6w7s can be externally happy, but tend to sabote their success, acting more easily when circumstances seem clearly against them.
7w6s can be externally insecures and moody, but they rush after success which doesn't cost too much efforts.
Have you created more than one of these threads? Because I feel like I've responded to you about this before but I'm not seeing my response here.
Ahhh...okay...so anyway fwiw Great One...I think you are an ENTP and an e7.
I've read bits and pieces all over the internet with regards to wings...and it appears that your wing can become 'exaggerated' after experiencing trauma or depression, etc. and I believe this may be what has happened to you. At least this is what happened to me. I had learned about enneagram after having experienced way too many back-to-back traumatic life experiences that I subsequently believed I was a CP 6w7 instead of a 7w6. And it took some time too... I needed to get some distance between me and the depression in order to see that e6 really wasn't who I was...who I truly was at my core (who I had been prior to my bad state). In other words my 6 wing was over-expressing itself during a period of major stress. Again...this is just my opinion of what I believe is going on with you. It is my opinion that you operate more like an e7. You seem more like an e7...at least on the internet...at your core.

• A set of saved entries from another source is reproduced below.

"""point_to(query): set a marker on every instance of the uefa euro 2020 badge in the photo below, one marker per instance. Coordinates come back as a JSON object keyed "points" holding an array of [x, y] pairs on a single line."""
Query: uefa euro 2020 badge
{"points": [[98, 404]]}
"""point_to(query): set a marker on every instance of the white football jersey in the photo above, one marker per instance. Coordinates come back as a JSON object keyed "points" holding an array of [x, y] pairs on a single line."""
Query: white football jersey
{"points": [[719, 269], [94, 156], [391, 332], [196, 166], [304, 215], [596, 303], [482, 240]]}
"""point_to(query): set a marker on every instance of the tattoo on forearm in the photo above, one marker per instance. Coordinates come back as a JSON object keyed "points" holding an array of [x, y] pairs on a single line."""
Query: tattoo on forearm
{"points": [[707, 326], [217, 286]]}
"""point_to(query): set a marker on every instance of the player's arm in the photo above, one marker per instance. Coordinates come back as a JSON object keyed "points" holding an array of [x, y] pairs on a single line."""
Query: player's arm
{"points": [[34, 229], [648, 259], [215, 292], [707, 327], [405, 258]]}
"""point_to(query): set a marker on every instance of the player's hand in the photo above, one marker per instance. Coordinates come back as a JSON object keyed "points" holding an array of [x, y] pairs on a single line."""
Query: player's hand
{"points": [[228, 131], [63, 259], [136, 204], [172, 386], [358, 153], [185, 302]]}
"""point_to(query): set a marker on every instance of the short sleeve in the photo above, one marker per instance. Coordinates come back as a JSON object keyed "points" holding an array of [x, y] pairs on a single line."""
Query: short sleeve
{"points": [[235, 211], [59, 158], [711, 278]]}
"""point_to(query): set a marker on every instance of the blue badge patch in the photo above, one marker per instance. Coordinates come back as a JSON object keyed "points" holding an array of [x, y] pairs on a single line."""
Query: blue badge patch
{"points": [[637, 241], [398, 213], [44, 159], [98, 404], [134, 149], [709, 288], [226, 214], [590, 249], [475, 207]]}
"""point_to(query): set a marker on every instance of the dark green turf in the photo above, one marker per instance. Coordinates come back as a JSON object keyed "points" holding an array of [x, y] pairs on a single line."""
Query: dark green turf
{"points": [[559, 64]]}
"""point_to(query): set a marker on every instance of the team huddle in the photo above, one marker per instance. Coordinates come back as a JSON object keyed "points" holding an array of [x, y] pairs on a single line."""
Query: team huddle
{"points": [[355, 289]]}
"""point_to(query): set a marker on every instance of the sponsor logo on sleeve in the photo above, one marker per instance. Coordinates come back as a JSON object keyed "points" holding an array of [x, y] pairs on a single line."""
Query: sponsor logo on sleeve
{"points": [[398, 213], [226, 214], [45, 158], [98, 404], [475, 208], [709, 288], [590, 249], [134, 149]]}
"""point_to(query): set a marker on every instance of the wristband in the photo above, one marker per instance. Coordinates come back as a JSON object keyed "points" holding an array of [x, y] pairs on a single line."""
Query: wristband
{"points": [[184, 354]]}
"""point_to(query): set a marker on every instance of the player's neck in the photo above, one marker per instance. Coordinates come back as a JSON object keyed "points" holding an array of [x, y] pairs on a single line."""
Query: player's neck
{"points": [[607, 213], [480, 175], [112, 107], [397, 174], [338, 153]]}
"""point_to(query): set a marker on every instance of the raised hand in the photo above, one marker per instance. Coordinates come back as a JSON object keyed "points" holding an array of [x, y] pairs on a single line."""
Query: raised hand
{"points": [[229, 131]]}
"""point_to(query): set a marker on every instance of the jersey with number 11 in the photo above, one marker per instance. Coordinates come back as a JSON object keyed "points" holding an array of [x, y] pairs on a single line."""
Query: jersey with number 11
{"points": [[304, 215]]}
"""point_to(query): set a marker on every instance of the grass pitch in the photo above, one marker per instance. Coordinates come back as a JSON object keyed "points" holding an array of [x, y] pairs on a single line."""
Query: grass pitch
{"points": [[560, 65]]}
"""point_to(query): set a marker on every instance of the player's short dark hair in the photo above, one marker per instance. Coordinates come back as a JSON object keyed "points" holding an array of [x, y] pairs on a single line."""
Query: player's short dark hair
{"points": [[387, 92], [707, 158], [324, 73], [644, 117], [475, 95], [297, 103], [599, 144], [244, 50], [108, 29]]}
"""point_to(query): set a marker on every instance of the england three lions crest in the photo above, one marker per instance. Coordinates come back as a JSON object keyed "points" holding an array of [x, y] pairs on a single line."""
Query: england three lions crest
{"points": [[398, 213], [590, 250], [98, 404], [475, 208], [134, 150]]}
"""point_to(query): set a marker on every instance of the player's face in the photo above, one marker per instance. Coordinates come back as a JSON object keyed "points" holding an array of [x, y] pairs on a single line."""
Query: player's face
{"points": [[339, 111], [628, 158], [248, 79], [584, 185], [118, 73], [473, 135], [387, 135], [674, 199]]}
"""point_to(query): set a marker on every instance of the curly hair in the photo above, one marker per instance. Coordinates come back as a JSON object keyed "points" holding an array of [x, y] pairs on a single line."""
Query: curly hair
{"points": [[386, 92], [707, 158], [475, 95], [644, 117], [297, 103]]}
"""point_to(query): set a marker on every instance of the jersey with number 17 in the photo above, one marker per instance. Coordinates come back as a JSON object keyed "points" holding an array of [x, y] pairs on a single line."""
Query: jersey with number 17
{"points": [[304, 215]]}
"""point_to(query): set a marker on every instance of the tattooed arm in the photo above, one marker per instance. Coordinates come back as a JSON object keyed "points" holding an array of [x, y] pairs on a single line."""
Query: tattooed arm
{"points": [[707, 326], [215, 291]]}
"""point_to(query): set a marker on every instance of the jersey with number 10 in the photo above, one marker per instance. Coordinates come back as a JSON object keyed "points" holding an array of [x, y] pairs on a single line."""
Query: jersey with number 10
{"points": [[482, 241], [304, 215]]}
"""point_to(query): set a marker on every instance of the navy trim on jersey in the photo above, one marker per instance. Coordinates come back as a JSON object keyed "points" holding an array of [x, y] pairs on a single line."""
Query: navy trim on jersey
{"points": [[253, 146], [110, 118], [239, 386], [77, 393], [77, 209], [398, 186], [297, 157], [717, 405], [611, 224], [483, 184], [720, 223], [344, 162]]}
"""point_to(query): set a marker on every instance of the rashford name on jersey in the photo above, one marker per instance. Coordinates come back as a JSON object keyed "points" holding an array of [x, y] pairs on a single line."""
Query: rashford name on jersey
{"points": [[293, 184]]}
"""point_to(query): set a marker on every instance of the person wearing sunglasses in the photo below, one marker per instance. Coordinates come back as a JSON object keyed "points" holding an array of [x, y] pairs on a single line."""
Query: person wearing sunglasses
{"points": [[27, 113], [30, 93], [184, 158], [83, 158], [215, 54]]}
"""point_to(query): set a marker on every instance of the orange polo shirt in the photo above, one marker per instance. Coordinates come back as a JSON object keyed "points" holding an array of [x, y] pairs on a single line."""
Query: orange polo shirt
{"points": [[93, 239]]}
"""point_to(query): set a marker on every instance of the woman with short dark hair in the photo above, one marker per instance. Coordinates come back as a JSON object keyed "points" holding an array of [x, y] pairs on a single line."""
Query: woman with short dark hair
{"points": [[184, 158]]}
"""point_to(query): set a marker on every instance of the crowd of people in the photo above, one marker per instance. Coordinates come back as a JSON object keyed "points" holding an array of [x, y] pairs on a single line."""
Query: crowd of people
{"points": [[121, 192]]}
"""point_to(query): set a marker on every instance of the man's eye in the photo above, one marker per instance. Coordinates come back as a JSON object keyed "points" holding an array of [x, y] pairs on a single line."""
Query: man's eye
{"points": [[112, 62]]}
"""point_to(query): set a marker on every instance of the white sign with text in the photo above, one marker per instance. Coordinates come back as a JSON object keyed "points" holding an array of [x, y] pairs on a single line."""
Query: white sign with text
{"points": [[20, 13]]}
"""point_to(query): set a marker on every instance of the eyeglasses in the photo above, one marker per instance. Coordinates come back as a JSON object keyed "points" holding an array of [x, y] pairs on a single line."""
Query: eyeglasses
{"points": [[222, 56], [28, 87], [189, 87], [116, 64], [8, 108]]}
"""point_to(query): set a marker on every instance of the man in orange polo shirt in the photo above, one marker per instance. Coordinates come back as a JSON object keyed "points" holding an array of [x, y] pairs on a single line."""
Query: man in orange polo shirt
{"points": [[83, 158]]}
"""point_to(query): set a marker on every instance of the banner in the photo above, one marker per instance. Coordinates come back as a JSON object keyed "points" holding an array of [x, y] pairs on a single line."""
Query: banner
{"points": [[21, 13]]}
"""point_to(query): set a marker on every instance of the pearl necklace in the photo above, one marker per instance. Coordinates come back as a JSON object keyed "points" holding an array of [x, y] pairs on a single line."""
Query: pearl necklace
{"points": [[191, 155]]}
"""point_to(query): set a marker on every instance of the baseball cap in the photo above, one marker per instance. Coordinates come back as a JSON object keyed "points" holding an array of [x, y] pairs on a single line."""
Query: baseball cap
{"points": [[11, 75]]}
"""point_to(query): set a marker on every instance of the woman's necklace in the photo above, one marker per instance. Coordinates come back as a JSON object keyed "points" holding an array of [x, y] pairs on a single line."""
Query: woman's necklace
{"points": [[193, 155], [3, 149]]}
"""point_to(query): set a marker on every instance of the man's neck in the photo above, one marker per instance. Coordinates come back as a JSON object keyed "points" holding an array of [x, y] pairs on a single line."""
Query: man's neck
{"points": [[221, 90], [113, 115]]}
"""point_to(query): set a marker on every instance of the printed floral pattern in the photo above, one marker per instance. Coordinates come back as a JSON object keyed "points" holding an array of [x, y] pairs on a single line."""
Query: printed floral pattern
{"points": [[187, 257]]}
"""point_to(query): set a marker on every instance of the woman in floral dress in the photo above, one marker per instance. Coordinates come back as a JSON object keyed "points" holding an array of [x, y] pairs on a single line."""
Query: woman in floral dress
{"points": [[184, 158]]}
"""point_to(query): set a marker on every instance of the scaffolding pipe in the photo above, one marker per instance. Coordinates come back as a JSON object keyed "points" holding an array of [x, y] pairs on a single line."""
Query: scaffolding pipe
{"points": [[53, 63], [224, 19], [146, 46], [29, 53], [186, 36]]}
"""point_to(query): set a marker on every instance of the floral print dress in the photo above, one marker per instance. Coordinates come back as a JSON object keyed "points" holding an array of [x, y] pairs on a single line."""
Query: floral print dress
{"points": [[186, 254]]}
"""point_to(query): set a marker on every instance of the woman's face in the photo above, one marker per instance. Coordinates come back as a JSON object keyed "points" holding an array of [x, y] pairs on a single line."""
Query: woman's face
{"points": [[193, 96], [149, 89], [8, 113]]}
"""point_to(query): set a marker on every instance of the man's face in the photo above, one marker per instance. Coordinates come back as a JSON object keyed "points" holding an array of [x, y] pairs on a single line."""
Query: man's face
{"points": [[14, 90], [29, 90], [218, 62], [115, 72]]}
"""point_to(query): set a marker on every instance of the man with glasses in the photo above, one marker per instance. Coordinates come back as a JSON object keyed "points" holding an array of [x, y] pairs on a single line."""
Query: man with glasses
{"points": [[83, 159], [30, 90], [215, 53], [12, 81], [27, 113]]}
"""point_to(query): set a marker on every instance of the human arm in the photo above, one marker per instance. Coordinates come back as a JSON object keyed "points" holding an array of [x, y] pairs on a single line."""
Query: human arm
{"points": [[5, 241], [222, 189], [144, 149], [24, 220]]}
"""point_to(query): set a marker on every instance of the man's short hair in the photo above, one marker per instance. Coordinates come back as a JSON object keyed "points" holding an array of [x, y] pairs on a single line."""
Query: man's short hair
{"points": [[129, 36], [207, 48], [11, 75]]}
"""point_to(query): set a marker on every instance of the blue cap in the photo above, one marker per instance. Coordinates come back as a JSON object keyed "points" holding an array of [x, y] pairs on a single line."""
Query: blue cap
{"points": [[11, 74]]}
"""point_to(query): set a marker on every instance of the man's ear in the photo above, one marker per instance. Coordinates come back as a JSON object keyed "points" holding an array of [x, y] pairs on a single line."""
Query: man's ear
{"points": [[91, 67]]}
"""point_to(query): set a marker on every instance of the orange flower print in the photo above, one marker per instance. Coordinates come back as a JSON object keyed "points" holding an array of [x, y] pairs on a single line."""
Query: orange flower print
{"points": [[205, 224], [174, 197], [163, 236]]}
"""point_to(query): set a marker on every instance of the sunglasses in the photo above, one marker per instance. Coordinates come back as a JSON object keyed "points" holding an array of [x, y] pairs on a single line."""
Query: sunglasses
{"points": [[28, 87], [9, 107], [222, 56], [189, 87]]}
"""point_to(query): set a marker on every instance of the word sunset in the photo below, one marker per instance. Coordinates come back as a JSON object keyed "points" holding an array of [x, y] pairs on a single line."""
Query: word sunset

Have you created more than one of these threads? Because I feel like I've responded to you about this before but I'm not seeing my response here.
Ahhh...okay...so anyway fwiw Great One...I think you are an ENTP and an e7.
I've read bits and pieces all over the internet with regards to wings...and it appears that your wing can become 'exaggerated' after experiencing trauma or depression, etc. and I believe this may be what has happened to you. At least this is what happened to me. I had learned about enneagram after having experienced way too many back-to-back traumatic life experiences that I subsequently believed I was a CP 6w7 instead of a 7w6. And it took some time too... I needed to get some distance between me and the depression in order to see that e6 really wasn't who I was...who I truly was at my core (who I had been prior to my bad state). In other words my 6 wing was over-expressing itself during a period of major stress. Again...this is just my opinion of what I believe is going on with you. It is my opinion that you operate more like an e7. You seem more like an e7...at least on the internet...at your core.
Oh wow we are so much alike starry! I totally think this is true for me too!
Omg that makes no sense!!
And...I don't care about fitting in.
But naturally very cool yes![]()
6w7 wants to be accepted and liked... After conquering safety, the wing 7 would make them more outgoing, fun-looking ...
7w6 naturally want to be 'the cool guy' but it's the w6 that provides the desire to be liked.
Yache?![]()
I'm almost wondering if you are speaking from a 6ish, possibly phobic/phobic wing (idk with 'cool' being brought into the mix) , Fe-ish, social variant 1st *place* because, like Lady X, I don't relate to those (supposedly natural?) 7w6 'wants' - at all really and never have.
Ok, take a look here:
Agreed miss starry...
I honestly can't remember ever feeling the need to fit in.
I remember in elementary school thinking I'm not like them... I dont know what to do with those people.
But it wasn't driven by a need to be like them. Or be accepted by them. It was in a trying to figure out first if I wanted to know them and then figuring out how to relate to them.
At that time I was more shy... Until I settled in to the whole school thing and realized its easier just not to care... And that I didn't really care if people liked me or not.
Maybe I would've felt differently if people generally didn't like me but they usually did.
I dislike change.I think 7's are much more free spirited overall. When thinking about all the potentials, more like, "how can I make the most of this world with activity and fun and stimulation and be free of commitments", plain and simple. For me, it's like I want that too, but I first want that way of relating to the world or something. Just the feeling like everything is right and not my brain stemming off in all different directions first. Because that direction can be everywhere as a super-head type. I think 7's have a bit of that too, but aren't as concerned about it, or maybe just not a focus on that part of it. We can drown in good and bad potentials, sometimes the bad potentials holding us back. Outwardly? I think that 7w6's are nervous but more free, fun, maybe a little less responsible in their quests... 6's, just a little more skepticism from the confusion in our heads I suppose, a little more likely to think on the negative side of things. I'm just rambling but that's some of my guess.
I tend to just like some constants in my life, I stay at jobs, I don't like moving, I try to hold on to friends and support systems. It's like if there are certain constants in place in the background than I can feel like I can branch out a little bit in my day to day activities. I know a lot of people like the above things but I, (and I suspect some other sixes) just have an extreme fear of losing those things so there is like a huge section of our brains devoted to holding onto some constants.
7's are always looking for more so they'd be more outwardly changing things up a lot.